No, they have "only" to use the same algorithm. One can be in C++ as a
PowerDNS back-end and another to be written completely in Perl's
Net::DNS.

On Wed, Sep 02, 2009 at 05:19:30PM -0400,
 Edward Lewis <ed.le...@neustar.biz> wrote 
 a message of 58 lines which said:

> The WG sputters so much about middleboxes, proxies, etc. that
> implement a curbed version of DNS and cry that they are the root of
> many ills (UDP fragmentation, capping port 53 traffic to 512
> bytes). Then we turn around and say it's okay to put a hobbled DNS
> on port 53.

I'm not sure of the exact meaning of "hobbled" but I suspect it is
derogatory. You seem to imply that a "custom" DNS server (implementing
rules like s/^3ffe:cafe:cafe:\(.*\)$/$1.customer.isp.example/) are
always written from scractch, using the bits on the bare metal.
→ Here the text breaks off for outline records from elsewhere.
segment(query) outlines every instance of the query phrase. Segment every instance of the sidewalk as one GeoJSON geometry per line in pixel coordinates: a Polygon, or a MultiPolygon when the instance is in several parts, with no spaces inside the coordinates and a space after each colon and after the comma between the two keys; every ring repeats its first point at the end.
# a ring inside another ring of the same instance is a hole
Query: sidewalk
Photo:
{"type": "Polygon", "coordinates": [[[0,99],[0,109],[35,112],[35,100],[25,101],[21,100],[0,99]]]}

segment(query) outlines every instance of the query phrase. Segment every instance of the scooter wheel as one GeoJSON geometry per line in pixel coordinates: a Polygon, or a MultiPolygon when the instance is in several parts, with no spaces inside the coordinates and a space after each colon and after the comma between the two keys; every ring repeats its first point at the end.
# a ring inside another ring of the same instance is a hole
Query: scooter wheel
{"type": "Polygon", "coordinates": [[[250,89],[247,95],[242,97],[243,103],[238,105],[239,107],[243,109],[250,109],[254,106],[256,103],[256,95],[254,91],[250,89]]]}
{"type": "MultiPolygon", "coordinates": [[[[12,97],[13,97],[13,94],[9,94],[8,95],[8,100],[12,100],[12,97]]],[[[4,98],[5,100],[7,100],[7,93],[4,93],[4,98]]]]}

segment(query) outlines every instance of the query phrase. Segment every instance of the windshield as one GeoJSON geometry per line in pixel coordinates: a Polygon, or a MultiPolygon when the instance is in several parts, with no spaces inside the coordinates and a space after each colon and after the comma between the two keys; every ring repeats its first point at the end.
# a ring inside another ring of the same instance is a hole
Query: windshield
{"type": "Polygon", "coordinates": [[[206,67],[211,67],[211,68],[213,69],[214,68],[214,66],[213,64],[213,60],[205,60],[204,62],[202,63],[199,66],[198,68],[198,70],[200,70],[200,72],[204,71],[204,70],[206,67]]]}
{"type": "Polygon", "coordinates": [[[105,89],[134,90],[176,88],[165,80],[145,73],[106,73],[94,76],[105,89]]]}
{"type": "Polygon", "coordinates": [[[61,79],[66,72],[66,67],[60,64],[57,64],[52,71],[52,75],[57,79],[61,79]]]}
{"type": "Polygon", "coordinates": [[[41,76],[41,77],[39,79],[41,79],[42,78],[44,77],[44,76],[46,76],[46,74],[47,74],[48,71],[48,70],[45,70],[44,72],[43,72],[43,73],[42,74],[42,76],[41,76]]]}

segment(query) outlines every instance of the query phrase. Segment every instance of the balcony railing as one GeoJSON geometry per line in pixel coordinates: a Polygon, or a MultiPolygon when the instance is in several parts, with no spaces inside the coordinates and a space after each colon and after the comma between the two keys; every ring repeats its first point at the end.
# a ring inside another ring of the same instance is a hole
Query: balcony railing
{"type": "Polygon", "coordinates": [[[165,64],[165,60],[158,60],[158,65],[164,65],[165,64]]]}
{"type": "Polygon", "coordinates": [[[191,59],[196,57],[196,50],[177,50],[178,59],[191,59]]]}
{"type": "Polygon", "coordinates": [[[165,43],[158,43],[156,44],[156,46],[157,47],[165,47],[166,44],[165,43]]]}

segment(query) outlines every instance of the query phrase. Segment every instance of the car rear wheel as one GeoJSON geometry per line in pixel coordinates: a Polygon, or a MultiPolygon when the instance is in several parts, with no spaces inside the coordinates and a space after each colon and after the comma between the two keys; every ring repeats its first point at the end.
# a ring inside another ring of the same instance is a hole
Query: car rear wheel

Far
from it, they typically use a framework allowing the author to just
express his/her business rules while the software takes care of the
DNS details. Systems like PowerDNS or evldns work that way. Therefore,
a server written with them complies with the DNS protocol is certainly
not "hobbled" and absolutely not comparable with a broken middlebox.

There are deployment issues with these "custom" DNS servers but
no ressemblance to the problems exposed in RFC 5625.